Les auteurs ont tout d’abord inclus 778 enfants âgés de 7-14 ans dont 79 mères étaient obèses ou en surpoids. Les enfants de ces mères obèses ou en surpoids avaient des capacités sociales et d’apprentissage plus faibles (p < 0,05), plus marquées chez les garçons que chez les filles.
Chez la souris, lorsque les mères avaient un régime mHFD pendant 12 semaines, la descendance avait une altération de la mémoire et des interactions sociales, en comparaison à une alimentation contrôle (mCD) (p < 0,01). L’utilisation de 4 types de régime chez la mère, mCD, mHFD, mFFD (riche en graisses et riche en fibres) et mFD (riche en fibres), pendant 12 semaines, a permis de montrer qu’une alimentation maternelle riche en fibres (mFFD et mFD) corrigeait ces altérations de la mémoire et des interactions sociales de la descendance (p < 0,01). Cela est associé au niveau de l’hippocampe à une densité post-synaptique plus importante dans la descendance mFFD que mHFD (p < 0,05), et à des différences d’expression géniques de la microglie dans l’hippocampe et le cortex préfrontal.

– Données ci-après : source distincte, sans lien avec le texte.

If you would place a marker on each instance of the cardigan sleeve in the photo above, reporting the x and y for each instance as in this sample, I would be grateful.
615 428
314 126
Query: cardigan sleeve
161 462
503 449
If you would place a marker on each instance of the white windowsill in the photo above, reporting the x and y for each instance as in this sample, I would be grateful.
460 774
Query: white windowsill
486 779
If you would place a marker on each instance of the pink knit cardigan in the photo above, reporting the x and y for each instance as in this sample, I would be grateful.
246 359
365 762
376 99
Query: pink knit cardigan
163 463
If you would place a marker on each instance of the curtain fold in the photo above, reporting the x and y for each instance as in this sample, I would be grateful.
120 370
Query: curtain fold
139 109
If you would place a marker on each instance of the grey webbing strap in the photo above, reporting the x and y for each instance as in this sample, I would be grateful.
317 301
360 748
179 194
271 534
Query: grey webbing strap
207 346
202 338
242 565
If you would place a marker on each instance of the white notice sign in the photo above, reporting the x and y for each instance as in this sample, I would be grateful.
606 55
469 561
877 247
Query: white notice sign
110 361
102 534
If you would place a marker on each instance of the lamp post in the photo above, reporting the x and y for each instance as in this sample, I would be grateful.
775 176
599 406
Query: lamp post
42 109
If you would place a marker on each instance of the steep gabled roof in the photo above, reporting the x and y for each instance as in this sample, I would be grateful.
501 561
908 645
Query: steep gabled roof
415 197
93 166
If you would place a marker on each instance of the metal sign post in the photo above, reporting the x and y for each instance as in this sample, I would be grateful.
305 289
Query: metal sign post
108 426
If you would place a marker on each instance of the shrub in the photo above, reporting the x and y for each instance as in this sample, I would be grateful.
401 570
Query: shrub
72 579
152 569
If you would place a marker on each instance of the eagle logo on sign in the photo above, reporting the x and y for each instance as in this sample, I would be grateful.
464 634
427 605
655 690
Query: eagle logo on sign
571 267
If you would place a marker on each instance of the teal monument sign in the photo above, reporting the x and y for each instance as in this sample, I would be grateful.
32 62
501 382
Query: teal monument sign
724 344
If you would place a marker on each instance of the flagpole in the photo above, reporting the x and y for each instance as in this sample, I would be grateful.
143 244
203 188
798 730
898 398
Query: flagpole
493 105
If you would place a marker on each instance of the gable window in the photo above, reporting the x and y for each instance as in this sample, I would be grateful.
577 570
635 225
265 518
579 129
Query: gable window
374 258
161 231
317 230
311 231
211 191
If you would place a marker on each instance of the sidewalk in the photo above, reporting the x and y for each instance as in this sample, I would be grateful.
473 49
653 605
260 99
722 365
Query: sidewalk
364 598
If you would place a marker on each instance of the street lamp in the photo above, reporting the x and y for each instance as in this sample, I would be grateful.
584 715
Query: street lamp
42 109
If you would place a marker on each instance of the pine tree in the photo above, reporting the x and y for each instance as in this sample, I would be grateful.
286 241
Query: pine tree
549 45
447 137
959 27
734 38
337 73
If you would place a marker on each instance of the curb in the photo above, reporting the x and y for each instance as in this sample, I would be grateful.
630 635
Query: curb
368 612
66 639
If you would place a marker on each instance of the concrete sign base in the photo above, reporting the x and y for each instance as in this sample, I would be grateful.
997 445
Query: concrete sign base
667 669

Cet effet d’une alimentation riche en fibres est associé à une modification de la composition du microbiote intestinal en analyse par séquençage 16S. L’analyse des OTUs (operational taxonomic units) a identifié 21 taxa bactériens qui différaient entre mHFD et mFFD dont 9 appartenaient à la famille S24-7, avec augmentation sous régime mFFD (Figure 1) ; l’abondance de 5 d’entre eux était corrélée positivement au déficit comportemental cognitif et social (p < 0,05). Le régime riche en fibres a corrigé la baisse dans les selles de la descendance en propionate et acétate, mais pas en butyrate (p < 0,01).
Grâce à une analyse de transplantation fécale (FMT), les auteurs ont montré que cet effet du régime riche en fibres était transmis par le microbiote intestinal maternel. D’une part, la transplantation de selles de mères mHFD altérait le comportement cognitif et social à la descendance, ce qui était corrigé par un régime riche en fibres ; d’autre part, le croisement de la descendance entre mHFDFMT et mFFDFMT induisait une altération comportementale dans la descendance de mères mFFDFMT élevée par des mères mHFDFMT, et une amélioration comportementale dans la descendance de mères mHFDFMT élevée par des mères mFFDFMT (Figure 2), effet lié au transfert de microbiote par coprophagie.
L’ajout de fibres dans l’alimentation de la descendance de souris mHFD a corrigé les altérations comportementales et sociales. Ces nouveau-nés mHFD-oFD (o = offspring, descendance, recevant une alimentation riche en fibres – FD) avaient aussi une augmentation des taux de S24-7. Les échantillons de selles de mHFD-oCD étaient riches en Bacteroides et pauvres en Ruminococcus, et inversement chez ceux de mHF-oFD (Figure 3). Cela était également associé à des différences de comportement cognitif et social. Comme chez les mères, l’enrichissement en fibres chez la descendance a montré une augmentation des taux d’AGCC. La supplémentation en un mélange d’acétate et de propionate dans l’eau de boisson a amélioré les capacités cognitives et sociales, de même que la composition de l’hippocampe et du cortex préfrontal.
Points clés
- L’axe intestin-cerveau est impliqué dans le déficit cognitif et social des enfants nés de mères obèses
- Une alimentation riche en fibres corrige cet effet via le microbiote intestinal
Quelles sont les conséquences en pratique ?
Une modification de l’alimentation des mères obèses ou de leurs enfants avec un enrichissement en fibres, voire une correction de leur microbiote dysbiotique, ouvre de nouvelles perspectives afin d’améliorer les capacités cognitives et sociales de ces enfants.
Conclusion
Le déficit des capacités cognitives et sociales d’enfants nés de mères obèses est induit par des altérations du microbiote intestinal transmis de la mère à l’enfant. Ces anomalies sont corrigées par un enrichissement en fibres de l’alimentation, chez la mère ou l’enfant. Cet effet est médié par les acides gras à chaînes courtes, acétate et propionate.